Мануэль Скорса - Траурный марш по селенью Ранкас
– Что, еды нету?
– В Чинче мы мяса нажарили, ваша милость.
– Я тебе не милость, так тебя и так!
– Слушаюсь, ваша милость.
Огонь разводили целый час. В одной из хижин Кайетано отыскал кофейную эссенцию. Инспектор ждал едва живой – он не ел с семи часов утра. Наконец Кайетано. принес кипящий кофе. Галарса подул, хлебнул и весь скривился.
– Это что за дрянь?
– Кофе, ваша милость.
– Покажи.
Ему принесли грязную бутылку. Инспектор вынул пробку и поскорее отвернулся.
– Где вы его выкопали, так тебя и так?
– Чистая эссенция, ваша милость. В Уанкайо покупали.
– Когда покупали, скотина?
– Год назад, ваша милость.
Инспектор воздел к небу руки;
– Господи, когда эти варвары станут людьми? Когда их коснется цивилизация? Кровать Хоть дадите?
Ему дали баранью шкуру. Инспектор забылся безотрадным сном. Власти селенья Чинче приуныли: если инспектор будет злиться, он решит дело не в их пользу. Выборному пришлось прибегнуть к кулакам, чтобы взбодрить их.
«Будь что будет, – сказал Кайетано. – Дадим, ему хороший завтрак». Предложение было прекрасное, но трудновыполнимое. Непогода перекрыла дорогу. Стали шарить по хуторам: не нашли ни крошки. Буря не унималась. Фермин Эспиноса – бывший сержант и бывший арендатор, поселившийся в пещере после изгнания из Чинче, – обнаружил курицу и экспроприировал ее. Приближался рассвет.
– Стряпать умеешь? – спросил Кайетано.
– В казарме всему научишься.
– Стуши-ка ее получше.
Когда голод разбудил инспектора, яркий солнечный свет смыл все грехи, а на чурбанчике, покрытом, как скатертью, пожелтевшей газетой, дымился котелок с тушеной курицей.
Инспектор понял, каких это стоило усилий, и улыбнулся. Он кинулся на котелок, проглотил одну ложку, и его чуть не вырвало.
– Это что за мерзость?
– Курица, ваша милость, – отвечал Кайетано. – Сам ощипал.

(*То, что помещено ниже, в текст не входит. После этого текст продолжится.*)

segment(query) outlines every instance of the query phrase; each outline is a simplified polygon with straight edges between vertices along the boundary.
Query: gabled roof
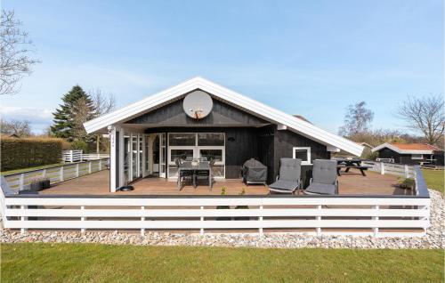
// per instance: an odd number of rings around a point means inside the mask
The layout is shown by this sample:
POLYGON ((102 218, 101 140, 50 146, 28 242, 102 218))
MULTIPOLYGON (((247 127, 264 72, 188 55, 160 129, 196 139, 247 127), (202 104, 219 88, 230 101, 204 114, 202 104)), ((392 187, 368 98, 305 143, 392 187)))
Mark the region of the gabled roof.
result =
POLYGON ((355 143, 360 144, 360 145, 362 145, 362 146, 364 146, 364 147, 368 147, 368 148, 372 149, 372 145, 370 145, 369 143, 365 142, 355 142, 355 143))
POLYGON ((400 154, 433 154, 433 151, 442 151, 442 150, 427 143, 396 143, 385 142, 372 149, 372 151, 377 151, 388 148, 400 154))
POLYGON ((300 133, 322 144, 338 148, 356 156, 360 156, 363 150, 362 146, 352 141, 328 133, 301 118, 286 114, 199 77, 185 81, 114 112, 85 122, 84 126, 88 133, 101 131, 109 125, 124 123, 142 113, 150 112, 196 89, 201 89, 224 102, 271 123, 282 125, 287 130, 300 133))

– Это не курица, а дерьмо, – выговорил инспектор.
Кайетано понюхал и скривился от хохота. Это было дерьмо.
– Слушай, Эспиноса, ты котелок закрывал?
– А?…
– Сукин ты сын! – загремел Кайетано. – Ты что, не знаешь, когда жгут навоз, надо закрывать все крышкой, а то провоняется?
Трагедия жителей Чинче повергла в ужас жителей Янакочи.
– Надо все приготовить, – беспокоился Агапито Роблес.
– Хорошо бы музыкантов нанять, – посоветовал Скотокрад.
– Триста солей сдерут.
– Дадим, чего там.
Двенадцатого декабря утром шестьдесят человек во главе с выборным отправились верхом в Янауанку. Городская площадь не помнила такой кавалькады, даже жандармы проснулись от удивления. Сержант Кабрера поправил подсумок и объехал площадь, грозно хмуря брови. На большее он не решился. Когда Эктор Чакон и Скотокрад с Конокрадом вступили на площадь, их встретило тревожное жужжанье. Поджидая их, люди курили, выпивали, разговаривали. Стемнело рано, как всегда в туманные дни. К семи на выселках Чипипаты замигали два огонька.
– Едут! – крикнул выборный.
Через тридцать минут на площадь въехал забрызганный грязью грузовик. Оркестр, смущая жителей, заиграл «Марш Знамен». Инспектор снял шляпу.
– Власти Янакочи, – с достоинством сказал выборный, – приветствуют вас, сеньор инспектор.
Скотокрад и Конокрад услужливо подхватили его вещи. Музыка и крики сопровождали инспектора до гостиницы. Инспектор вышел из машины. От восторгов и от высоты у него кружилась голова.
– Я очень устал, – произнес он у самой двери.
– Нет, не сюда, сеньор инспектор, – сказал выборный.
– Почему?
– Надо пройти через патио, – сказал Скотокрад.
Гостиница была одним из порождений Симеона Забывчивого, единственного здешнего архитектора. Он не помнил ни обид, ни чертежей, и в домах его всегда недоставало двери, окна или прохода. Благодаря его таланту многие спали в гостиной и ели в сарае. В гостинице «Международная» он забыл построить лестницу. Владельцы не разрушили здания, а решили, что постояльцы смогут взбираться наверх по деревянной лестнице, приставленной к стене, и в этом был свой прок. Здесь не могли селиться пьяницы.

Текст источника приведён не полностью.